Peter Hotez, a global health scientist at Baylor College of Medicine in Houston, asked on Twitter: “How did we get to this awful place?” Answering his own question, he said one important factor had been an “anti-science disinformation campaign” under Trump that “downplayed the epidemic, said it was a hoax and discredited masks”.

Against so dark a backdrop, the Biden administration is moving steadily towards achieving its stated goal of 100m vaccinations within its first 100 days. Latest figures show that more than 60m doses of vaccine have been put in people’s arms, with some 13% of the US population having received one shot and almost 6% two.

The impact of the vaccination program is clearly visible, with signs the worst of the pandemic has passed. Data compiled by Johns Hopkins University showed an almost 30% decline in the weekly load of new cases in the US, the steepest week-on-week decline since the pandemic began.

But with the daily reported count of new cases still running at more than 55,000, and deaths at more than 1,000 a day, nobody is rushing to declare the health crisis over. New variants of the virus continue to cause anxiety, with at least seven identified within the US.

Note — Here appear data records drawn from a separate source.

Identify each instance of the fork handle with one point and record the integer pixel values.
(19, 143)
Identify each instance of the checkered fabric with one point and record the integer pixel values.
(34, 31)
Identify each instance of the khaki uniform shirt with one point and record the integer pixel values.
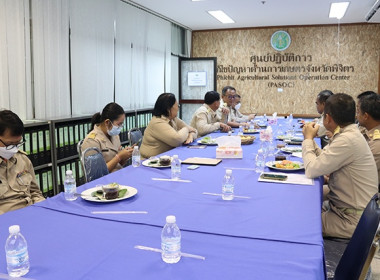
(18, 186)
(353, 177)
(109, 148)
(373, 139)
(205, 120)
(162, 135)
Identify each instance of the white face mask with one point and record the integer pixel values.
(7, 154)
(115, 130)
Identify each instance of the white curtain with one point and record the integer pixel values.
(92, 54)
(15, 62)
(51, 58)
(142, 57)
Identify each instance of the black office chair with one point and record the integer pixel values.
(359, 250)
(94, 164)
(135, 136)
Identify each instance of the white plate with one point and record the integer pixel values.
(251, 131)
(155, 165)
(87, 194)
(209, 144)
(291, 149)
(271, 163)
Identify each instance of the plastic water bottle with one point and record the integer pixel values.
(228, 186)
(136, 157)
(70, 186)
(176, 168)
(260, 161)
(16, 251)
(171, 241)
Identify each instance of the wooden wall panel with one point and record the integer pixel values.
(350, 67)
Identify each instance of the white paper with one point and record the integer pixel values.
(297, 179)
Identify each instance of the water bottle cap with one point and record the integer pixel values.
(14, 229)
(170, 219)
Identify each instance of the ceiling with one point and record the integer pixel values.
(253, 13)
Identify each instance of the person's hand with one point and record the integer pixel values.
(190, 139)
(225, 127)
(125, 153)
(191, 130)
(225, 111)
(310, 130)
(329, 134)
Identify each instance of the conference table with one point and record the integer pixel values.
(275, 233)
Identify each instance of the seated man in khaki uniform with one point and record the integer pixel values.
(18, 186)
(228, 100)
(368, 116)
(239, 117)
(349, 161)
(205, 120)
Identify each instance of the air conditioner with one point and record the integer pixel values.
(373, 11)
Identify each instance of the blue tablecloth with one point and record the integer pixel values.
(276, 234)
(63, 246)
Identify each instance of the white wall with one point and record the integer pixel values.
(115, 52)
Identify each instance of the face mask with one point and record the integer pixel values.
(115, 130)
(7, 154)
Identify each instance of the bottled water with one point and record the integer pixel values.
(136, 157)
(228, 186)
(260, 161)
(176, 168)
(70, 186)
(171, 241)
(16, 251)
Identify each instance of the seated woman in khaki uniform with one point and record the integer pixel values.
(105, 132)
(165, 131)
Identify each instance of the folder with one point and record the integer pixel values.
(50, 183)
(71, 140)
(41, 147)
(66, 141)
(61, 143)
(45, 184)
(47, 146)
(34, 148)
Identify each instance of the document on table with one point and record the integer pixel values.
(297, 179)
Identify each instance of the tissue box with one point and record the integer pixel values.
(229, 152)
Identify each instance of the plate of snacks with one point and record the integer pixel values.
(285, 165)
(108, 193)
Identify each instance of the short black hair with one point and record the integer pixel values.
(370, 104)
(226, 88)
(323, 95)
(211, 97)
(163, 104)
(341, 107)
(111, 112)
(366, 93)
(9, 120)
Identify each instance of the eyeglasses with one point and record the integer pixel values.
(11, 146)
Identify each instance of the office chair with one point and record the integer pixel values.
(359, 250)
(94, 164)
(135, 136)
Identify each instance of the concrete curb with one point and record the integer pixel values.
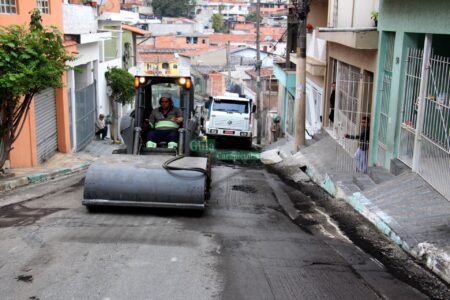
(436, 260)
(16, 182)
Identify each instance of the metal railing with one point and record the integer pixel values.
(354, 91)
(385, 98)
(434, 160)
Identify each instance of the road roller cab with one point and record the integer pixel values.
(136, 128)
(158, 176)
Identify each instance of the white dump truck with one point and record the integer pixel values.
(230, 117)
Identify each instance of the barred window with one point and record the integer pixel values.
(43, 6)
(8, 7)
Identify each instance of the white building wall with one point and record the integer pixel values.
(164, 29)
(351, 13)
(79, 19)
(102, 90)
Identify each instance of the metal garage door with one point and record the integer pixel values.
(45, 115)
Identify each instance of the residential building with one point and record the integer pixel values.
(352, 43)
(81, 27)
(160, 64)
(285, 72)
(46, 127)
(412, 99)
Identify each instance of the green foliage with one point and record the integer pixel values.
(121, 84)
(251, 17)
(173, 8)
(31, 59)
(218, 24)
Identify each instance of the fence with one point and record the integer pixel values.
(385, 98)
(85, 112)
(353, 101)
(434, 155)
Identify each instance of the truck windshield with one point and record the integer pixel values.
(231, 106)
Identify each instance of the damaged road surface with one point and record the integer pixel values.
(250, 243)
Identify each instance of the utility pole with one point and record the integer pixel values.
(228, 63)
(258, 79)
(300, 72)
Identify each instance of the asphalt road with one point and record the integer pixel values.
(243, 247)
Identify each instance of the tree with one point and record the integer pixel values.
(173, 8)
(31, 60)
(218, 24)
(251, 17)
(121, 88)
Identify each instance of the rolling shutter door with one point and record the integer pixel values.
(45, 115)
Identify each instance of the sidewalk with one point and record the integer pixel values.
(404, 207)
(58, 165)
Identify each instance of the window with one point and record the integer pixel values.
(8, 6)
(43, 6)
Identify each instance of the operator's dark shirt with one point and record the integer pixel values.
(363, 137)
(158, 115)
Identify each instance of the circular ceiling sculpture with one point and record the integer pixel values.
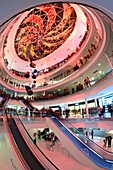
(44, 30)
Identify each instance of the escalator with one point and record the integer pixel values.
(106, 154)
(27, 103)
(79, 149)
(4, 101)
(32, 161)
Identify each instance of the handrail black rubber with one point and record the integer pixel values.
(36, 145)
(31, 160)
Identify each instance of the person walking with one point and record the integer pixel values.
(34, 140)
(105, 142)
(92, 133)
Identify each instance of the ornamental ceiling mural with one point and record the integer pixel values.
(44, 30)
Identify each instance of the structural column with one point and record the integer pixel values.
(86, 104)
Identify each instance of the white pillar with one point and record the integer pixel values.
(86, 104)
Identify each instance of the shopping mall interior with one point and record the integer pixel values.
(56, 85)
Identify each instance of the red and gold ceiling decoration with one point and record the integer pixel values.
(44, 30)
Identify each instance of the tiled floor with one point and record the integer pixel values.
(60, 156)
(8, 159)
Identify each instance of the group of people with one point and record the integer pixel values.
(107, 141)
(49, 138)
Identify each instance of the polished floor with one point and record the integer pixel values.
(60, 156)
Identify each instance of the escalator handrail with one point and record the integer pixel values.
(91, 141)
(24, 149)
(36, 145)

The most promising aspect of the current picture is the evident determination of the Biden administration to avoid the mistakes of the past. Where Trump sat back, passing the buck largely to states which followed a patchwork of different and often contradictory strategies, Biden has actively engaged the federal government in the distribution of vaccines.

The president has brought the Federal Emergency Management Agency, Fema, into the center of the operation with responsibility for coordinating vaccination efforts. He has instructed the federal response to make a top priority of opening vaccination centers in black, Latino and other minority communities where Covid has been most devastating yet vaccination levels have been disproportionately low.

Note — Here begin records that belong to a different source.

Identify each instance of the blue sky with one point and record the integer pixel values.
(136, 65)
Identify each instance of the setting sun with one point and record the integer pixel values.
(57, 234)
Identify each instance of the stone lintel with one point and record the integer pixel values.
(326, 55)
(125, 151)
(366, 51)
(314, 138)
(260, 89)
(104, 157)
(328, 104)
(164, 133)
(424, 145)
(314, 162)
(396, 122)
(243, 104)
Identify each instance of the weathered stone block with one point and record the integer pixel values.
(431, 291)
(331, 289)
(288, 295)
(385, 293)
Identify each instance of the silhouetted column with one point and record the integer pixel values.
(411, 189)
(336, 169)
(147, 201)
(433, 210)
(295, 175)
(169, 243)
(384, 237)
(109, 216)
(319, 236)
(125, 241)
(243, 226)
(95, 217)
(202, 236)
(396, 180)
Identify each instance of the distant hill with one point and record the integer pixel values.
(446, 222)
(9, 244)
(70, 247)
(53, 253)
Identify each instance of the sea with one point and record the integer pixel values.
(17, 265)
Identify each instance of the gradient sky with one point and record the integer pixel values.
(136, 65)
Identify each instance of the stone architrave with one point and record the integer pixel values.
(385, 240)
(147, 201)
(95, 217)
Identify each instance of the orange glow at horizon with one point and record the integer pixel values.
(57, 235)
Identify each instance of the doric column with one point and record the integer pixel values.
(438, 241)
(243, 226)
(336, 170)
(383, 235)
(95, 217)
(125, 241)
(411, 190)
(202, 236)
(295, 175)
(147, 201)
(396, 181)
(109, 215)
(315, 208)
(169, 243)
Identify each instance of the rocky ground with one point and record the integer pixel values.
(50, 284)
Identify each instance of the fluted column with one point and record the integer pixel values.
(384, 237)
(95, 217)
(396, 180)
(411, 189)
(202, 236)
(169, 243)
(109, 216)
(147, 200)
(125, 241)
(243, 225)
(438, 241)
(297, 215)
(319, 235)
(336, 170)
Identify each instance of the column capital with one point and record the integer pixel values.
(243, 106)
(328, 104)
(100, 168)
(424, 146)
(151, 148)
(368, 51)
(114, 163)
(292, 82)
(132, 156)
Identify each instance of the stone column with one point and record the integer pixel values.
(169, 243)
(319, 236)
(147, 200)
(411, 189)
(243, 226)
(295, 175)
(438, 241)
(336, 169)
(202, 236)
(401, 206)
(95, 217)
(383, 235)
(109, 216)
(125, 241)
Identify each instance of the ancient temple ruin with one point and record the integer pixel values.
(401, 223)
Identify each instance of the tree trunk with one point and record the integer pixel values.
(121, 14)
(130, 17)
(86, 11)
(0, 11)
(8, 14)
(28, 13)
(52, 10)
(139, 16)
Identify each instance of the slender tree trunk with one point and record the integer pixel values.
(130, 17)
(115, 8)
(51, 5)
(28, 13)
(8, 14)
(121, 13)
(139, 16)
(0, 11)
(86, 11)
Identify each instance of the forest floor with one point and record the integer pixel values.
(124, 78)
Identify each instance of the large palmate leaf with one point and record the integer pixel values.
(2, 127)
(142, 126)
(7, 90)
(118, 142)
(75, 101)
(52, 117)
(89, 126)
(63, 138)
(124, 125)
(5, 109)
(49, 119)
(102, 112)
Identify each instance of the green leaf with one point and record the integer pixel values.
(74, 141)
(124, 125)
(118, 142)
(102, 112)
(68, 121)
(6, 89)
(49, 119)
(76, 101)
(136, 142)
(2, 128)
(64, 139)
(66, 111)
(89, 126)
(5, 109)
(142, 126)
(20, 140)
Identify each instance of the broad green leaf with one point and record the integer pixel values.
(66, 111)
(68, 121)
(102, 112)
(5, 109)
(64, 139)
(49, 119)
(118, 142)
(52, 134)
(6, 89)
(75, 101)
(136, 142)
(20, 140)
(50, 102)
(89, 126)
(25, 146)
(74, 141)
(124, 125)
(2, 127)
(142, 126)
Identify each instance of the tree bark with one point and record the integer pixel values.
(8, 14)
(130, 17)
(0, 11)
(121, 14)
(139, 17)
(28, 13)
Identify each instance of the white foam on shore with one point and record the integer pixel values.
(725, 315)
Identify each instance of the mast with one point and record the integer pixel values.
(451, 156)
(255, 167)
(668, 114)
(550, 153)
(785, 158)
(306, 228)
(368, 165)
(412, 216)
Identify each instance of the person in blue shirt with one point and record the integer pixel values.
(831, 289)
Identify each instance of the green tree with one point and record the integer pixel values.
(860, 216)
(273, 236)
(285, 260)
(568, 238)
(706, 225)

The approach, which has led to federal support for vaccination sites in communities hit hard, is in stark contrast to the Trump model. As one Fema official told NBC News: “Anything Trump did, we’re doing the opposite.”

Despite the contrast in approaches, racial disparities continue to plague the US experience of Covid. Newly released data suggests Latino and black Americans are being vaccinated at rates substantially below those of white Americans, even though they have suffered the most severe health consequences of the pandemic.

As Sharrelle Barber, an epidemiologist who specializes in race and health inequities, put it: “500,000 souls in the US … Our shared humanity requires that we grieve, but also that we fight against the systems of oppression that created the avoidable and unjust deaths that we have witnessed.”